O centrão tem potencial para colocar algo como 250 votos no plenário da Câmara. Unindo-se ao MDB nas votações estratégicas, pode ultrapassar a marca dos 300 votos num colégio de 513. O quórum para a aprovação de uma proposta de emenda constitucional é de 308 votos. Não há governo capaz de funcionar em litígio permanente com essa gente. Daí a decisão dos caciques do centrão de preservar a unidade do grupo seja qual for o resultado das urnas.
No formato atual, o centrão foi concebido em fevereiro de 2014 por Eduardo Cunha, então líder do PMDB. Nessa época, o grupo não incluía o DEM. Movia-se como um elefante indiano. Precisava de um rajá para montá-lo. Cavalgando-o, Cunha elegeu-se presidente da Câmara. Alimentando-o com parte da ração que extraía dos cofres públicos, o hoje presidiário Cunha cercou, asfixiou e passou por cima do governo de Dilma Rousseff.
O clientelismo, o fisiologismo e o patrimonialismo são fenômenos tradicionais no Brasil. No período pós-redemocratização, já havia um centrão. Foi criado pela banda conservadora do Congresso Constituinte de 1988, para se contrapor à ala dita progressista. Guiava-se por um lema: “É dando que se recebe”.
Retirado da oração de São Francisco, o slogan passou a simbolizar a profana prática de exigir vantagens do Executivo em troca de apoio político no Legislativo. Foi dando que o então presidente José Sarney arrancou da Constituinte, por exemplo, o mandato de cinco anos.
Com o tempo, os apetites da facção franciscana do Legislativo foram aumentando. Sob FHC, escalaram as manchetes os áudios revelando que a emenda da reeleição fora aprovada mediante o pagamento de uma tal “cota federal” para certos deputados –dinheiro vivo.
Sob Lula, a articulação política foi simplesmente substituída pela compra de votos. Deu no mensalão, sucedido pelo petrolão. Ninguém imaginou que os maus costumes sumiriam. Mas a Lava Jato estimulara a ilusão de que o medo da cadeia constrangeria a banda arcaica da política, encurralado-a. Engano.
Em maio de 2016, quando sentou-se na cadeira de Dilma, Michel Temer discursou: “A moral pública será permanentemente buscada” no meu governo. Referiu-se à Lava Jato como “referência” no combate à corrupção. Assegurou que sua gestão garantiria “proteção contra qualquer tentativa de enfraquecê-la.”

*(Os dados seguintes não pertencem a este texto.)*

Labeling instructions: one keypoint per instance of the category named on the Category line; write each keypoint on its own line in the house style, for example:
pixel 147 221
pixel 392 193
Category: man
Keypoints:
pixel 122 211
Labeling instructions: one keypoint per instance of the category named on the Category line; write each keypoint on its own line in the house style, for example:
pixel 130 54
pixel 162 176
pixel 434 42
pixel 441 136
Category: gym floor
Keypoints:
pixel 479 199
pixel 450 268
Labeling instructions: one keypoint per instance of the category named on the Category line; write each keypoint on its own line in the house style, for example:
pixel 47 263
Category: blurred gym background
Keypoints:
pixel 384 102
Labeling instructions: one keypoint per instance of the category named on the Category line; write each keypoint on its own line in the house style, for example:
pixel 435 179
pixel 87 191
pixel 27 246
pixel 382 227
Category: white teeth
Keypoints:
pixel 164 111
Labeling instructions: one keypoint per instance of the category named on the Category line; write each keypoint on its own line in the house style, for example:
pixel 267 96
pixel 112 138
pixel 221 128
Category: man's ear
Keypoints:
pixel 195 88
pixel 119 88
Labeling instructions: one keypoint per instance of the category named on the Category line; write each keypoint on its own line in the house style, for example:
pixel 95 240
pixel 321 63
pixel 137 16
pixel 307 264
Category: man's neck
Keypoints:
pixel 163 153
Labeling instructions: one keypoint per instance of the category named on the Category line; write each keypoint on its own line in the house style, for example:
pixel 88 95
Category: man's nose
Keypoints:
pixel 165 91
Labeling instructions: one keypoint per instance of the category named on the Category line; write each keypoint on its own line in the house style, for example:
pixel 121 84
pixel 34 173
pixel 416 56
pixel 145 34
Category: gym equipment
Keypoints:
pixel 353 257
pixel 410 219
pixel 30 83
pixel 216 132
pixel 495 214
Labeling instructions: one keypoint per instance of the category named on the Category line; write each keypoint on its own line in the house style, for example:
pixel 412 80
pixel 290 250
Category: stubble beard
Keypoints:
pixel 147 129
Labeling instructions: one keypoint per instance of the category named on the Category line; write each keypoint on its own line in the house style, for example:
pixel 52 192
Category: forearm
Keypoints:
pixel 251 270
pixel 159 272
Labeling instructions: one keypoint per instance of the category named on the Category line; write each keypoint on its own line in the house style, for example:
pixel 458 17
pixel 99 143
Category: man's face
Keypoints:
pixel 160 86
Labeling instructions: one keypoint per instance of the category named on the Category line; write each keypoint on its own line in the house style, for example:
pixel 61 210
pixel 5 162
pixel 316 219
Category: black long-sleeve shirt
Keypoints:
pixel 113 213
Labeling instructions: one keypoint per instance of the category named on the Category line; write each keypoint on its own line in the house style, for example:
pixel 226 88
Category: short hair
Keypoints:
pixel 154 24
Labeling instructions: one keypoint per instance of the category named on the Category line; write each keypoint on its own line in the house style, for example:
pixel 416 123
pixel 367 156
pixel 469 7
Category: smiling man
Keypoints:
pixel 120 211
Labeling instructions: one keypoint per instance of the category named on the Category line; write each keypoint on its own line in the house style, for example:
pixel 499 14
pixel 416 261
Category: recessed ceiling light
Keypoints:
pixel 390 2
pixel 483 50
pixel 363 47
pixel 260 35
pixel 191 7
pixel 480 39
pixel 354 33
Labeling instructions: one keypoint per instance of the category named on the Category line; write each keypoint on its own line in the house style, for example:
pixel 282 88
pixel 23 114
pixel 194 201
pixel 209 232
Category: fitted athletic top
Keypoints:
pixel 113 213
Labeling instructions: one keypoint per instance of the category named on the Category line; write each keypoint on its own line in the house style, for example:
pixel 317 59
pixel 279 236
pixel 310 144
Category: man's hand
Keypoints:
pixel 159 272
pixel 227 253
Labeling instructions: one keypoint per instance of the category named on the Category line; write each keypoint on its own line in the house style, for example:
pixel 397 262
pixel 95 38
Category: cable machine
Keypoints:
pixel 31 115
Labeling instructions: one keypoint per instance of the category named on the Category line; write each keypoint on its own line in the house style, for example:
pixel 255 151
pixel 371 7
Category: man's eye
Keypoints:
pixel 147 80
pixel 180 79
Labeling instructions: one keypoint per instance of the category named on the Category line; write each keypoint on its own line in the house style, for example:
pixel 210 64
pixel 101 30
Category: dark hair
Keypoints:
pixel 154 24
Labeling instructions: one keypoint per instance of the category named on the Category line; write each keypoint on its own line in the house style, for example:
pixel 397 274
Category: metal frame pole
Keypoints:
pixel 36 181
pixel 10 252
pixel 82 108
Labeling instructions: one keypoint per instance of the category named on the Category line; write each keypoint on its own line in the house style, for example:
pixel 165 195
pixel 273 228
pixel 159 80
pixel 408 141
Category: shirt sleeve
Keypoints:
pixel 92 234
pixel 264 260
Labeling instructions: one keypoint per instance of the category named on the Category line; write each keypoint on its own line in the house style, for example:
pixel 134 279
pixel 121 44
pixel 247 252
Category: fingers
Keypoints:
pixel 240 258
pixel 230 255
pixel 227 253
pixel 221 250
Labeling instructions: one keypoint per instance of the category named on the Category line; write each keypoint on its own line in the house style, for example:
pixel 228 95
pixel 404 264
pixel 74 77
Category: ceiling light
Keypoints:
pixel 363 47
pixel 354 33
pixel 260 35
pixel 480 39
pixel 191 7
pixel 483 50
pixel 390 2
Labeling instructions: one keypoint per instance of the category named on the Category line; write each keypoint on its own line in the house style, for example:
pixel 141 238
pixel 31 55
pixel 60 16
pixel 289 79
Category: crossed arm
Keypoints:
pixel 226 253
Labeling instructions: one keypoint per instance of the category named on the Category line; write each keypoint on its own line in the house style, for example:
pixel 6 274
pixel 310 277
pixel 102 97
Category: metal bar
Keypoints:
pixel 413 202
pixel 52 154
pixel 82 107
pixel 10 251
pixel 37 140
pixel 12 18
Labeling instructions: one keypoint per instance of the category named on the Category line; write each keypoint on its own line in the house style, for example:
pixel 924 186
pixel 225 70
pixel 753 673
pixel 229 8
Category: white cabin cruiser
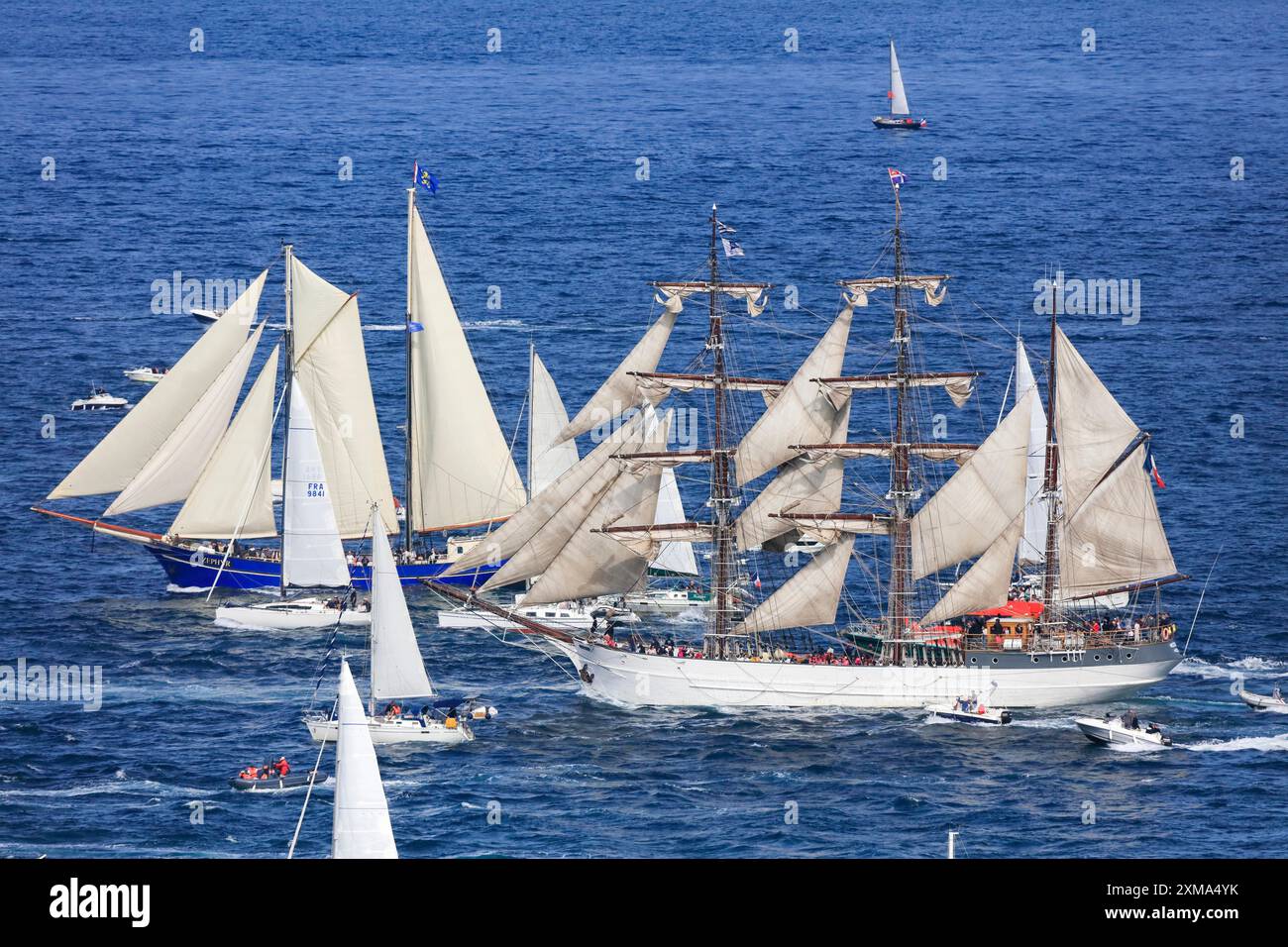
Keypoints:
pixel 296 612
pixel 99 399
pixel 1125 729
pixel 1274 702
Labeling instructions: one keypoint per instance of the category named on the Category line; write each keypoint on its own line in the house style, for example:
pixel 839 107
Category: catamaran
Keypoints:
pixel 900 116
pixel 912 641
pixel 178 445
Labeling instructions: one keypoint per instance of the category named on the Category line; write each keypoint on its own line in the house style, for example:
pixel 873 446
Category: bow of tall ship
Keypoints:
pixel 1030 575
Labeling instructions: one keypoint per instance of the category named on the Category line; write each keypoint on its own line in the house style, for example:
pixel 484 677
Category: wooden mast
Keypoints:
pixel 901 487
pixel 721 493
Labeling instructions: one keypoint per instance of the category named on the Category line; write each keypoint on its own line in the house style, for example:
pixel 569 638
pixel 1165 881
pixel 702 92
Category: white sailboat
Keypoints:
pixel 900 116
pixel 397 668
pixel 923 644
pixel 360 823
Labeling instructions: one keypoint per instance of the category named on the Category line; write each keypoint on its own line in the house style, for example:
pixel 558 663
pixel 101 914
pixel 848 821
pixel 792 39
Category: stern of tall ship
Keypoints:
pixel 1037 680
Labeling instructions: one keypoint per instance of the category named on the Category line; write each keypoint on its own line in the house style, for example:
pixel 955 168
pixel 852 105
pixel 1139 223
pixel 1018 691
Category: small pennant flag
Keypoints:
pixel 424 179
pixel 1151 470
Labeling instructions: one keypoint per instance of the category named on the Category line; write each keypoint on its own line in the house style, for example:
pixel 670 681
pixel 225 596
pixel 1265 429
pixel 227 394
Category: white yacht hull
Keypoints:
pixel 1025 681
pixel 399 731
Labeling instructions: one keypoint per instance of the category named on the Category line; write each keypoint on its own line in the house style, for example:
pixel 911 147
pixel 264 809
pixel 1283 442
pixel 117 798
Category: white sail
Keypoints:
pixel 673 556
pixel 462 471
pixel 802 412
pixel 978 501
pixel 986 583
pixel 809 484
pixel 1116 538
pixel 397 668
pixel 1033 541
pixel 360 823
pixel 592 564
pixel 232 497
pixel 622 392
pixel 548 457
pixel 810 596
pixel 1091 428
pixel 898 98
pixel 119 457
pixel 331 369
pixel 585 478
pixel 312 553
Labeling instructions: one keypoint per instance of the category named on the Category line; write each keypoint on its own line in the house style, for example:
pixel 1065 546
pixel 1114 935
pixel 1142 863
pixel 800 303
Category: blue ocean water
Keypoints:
pixel 1108 163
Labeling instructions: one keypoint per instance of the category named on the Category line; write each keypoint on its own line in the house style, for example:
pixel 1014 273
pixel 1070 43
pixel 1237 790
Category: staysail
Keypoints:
pixel 331 369
pixel 548 457
pixel 312 553
pixel 898 98
pixel 397 668
pixel 462 471
pixel 360 825
pixel 119 457
pixel 233 493
pixel 170 474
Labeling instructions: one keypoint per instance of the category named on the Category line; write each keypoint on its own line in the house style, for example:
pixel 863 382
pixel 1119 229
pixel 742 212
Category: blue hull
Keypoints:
pixel 189 570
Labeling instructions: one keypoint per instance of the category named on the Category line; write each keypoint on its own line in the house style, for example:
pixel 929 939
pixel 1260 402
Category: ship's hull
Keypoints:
pixel 1018 680
pixel 194 570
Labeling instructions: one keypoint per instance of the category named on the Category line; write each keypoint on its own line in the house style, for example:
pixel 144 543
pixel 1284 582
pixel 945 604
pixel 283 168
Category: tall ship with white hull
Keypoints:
pixel 939 571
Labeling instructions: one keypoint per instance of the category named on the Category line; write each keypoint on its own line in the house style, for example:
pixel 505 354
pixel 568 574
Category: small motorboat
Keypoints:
pixel 296 612
pixel 147 375
pixel 294 780
pixel 970 710
pixel 1125 729
pixel 99 399
pixel 1275 702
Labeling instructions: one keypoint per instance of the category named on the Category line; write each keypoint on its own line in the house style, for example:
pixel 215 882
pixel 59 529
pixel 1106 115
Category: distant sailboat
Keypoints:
pixel 900 116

O apodrecimento do governo, potencializado pelo grampo do Jaburu, revelou que Temer e o miolo de sua equipe ministerial não eram senão matéria prima para a investigação. Rendido à necessidade de congelar duas denúncias criminais na Câmara, Temer converteu-se num presidente da cota do centrão.
No curto intervalo histórico de 20 anos, o vocábulo ”governabilidade” ganhou no Brasil um sentido gangsterístico. A política foi transformada num outro ramo do crime organizado. A extorsão do centrão vai continuar. Isso é péssimo. Mas pode se tornar ainda pior se o próximo presidente levar para o trono a disposição de pagar a fatura.